Bill Wilkes, who inherited the Twin Lakes property from his father, donated the private land for conservation. Bill Wilkes, who inherited the Twin Lakes property from his father, donated the private land for conservation.

SALUDA — About 150 land conservation supporters gathered at Twin Lakes Saturday to celebrate the saving of the property for public use.


The Wilkes family had owned the Twin Lakes property since the 1950s, making it available for anyone to use as long as they made a reservation. There was no charge but people were expected to make a donation, and they always did.
Bill Wilkes' parents, James T. and Helen Wilkes, bought the property from the Pace family.
"When my father died in 1962, my mom asked Junior Pace if he'd take care of it," Wilkes said. Junior Pace (H.P. Pace Jr.) looked after the property like it was his own. A plaque erected on the property in 1994 pays tribute to him for 35 years of care that "brought out the beauty that Nature provided here."
When Pace died, Bill Wilkes took on the burden of the property.
"I got tired of driving from the other side of Hendersonville to fix things," he said.
Working with the Saluda Community Land Trust and Carolina Mountain Land Conservancy, Bill Wilkes and his family donated the property with a conservation easement that ensures it won't be developed.
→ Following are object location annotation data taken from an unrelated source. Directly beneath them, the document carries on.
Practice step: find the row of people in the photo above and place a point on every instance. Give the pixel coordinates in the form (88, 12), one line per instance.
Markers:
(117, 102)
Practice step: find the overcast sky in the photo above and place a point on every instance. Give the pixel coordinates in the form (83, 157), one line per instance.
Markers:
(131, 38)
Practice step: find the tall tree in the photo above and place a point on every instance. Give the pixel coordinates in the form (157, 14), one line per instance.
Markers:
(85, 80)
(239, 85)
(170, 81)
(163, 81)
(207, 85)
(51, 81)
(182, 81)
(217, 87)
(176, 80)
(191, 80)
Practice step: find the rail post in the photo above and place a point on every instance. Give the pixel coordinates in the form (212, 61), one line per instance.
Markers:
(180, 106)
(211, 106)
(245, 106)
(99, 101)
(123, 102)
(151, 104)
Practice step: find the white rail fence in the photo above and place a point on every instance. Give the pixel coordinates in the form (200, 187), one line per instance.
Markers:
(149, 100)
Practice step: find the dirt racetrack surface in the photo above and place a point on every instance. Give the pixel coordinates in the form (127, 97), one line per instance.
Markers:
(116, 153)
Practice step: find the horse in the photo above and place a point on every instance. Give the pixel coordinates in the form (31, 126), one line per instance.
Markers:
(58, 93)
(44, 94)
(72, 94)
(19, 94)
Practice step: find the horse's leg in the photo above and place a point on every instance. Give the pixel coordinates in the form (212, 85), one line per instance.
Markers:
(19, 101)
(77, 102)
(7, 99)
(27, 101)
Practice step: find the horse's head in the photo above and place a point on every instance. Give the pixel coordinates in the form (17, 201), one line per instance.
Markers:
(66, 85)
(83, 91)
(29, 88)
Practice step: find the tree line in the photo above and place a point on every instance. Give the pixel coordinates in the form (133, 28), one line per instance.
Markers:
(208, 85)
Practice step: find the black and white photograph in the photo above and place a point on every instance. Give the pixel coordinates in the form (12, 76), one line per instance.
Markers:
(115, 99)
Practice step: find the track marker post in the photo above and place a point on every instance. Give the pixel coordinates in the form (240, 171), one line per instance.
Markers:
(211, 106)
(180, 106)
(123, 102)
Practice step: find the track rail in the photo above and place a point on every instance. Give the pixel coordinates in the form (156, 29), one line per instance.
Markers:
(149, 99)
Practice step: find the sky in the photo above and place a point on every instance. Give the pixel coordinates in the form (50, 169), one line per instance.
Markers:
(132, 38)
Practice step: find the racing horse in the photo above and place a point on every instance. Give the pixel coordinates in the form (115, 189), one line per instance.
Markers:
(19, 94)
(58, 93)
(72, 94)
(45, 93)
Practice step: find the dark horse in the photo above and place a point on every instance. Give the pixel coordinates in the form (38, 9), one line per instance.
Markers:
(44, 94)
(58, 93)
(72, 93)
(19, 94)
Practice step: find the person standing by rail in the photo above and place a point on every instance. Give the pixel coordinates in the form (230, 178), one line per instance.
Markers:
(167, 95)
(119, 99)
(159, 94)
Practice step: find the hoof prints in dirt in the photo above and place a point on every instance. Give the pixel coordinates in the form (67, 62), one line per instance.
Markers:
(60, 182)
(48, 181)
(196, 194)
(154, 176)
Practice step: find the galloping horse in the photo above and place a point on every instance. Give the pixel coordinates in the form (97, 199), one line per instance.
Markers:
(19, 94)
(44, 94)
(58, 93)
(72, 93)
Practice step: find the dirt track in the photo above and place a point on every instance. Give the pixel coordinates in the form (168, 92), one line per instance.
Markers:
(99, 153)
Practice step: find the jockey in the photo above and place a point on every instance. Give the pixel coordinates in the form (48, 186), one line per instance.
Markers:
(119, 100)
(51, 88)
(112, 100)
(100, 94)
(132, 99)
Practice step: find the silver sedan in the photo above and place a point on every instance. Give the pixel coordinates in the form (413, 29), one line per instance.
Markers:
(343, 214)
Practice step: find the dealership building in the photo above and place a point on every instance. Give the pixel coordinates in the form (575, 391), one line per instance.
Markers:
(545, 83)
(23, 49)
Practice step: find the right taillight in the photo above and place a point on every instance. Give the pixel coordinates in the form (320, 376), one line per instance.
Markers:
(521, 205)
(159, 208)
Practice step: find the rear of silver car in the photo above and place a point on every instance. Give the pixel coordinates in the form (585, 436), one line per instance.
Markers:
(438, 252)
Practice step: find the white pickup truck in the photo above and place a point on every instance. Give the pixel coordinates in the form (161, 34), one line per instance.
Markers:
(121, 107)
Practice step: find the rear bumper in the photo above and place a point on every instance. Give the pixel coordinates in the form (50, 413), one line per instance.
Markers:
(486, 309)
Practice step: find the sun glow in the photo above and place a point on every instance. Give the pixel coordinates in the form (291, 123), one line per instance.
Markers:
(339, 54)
It's not quite Twin Lakes at the moment. The lower lake is drained and the land trust hopes to repair the dam.
"They're working with the state to get a permit," Wilkes said. "Without going into a lot of detail, the state says you show us a plan and if we like it you can repair it."
The 21-acre property with its two ponds will be available to the public as it always has been. People should contact the Saluda Community Land Trust to make a reservation.
The upper lake was getting plenty of use on Saturday, June 15. Wilkes said at one point he counted about 50 people in the water.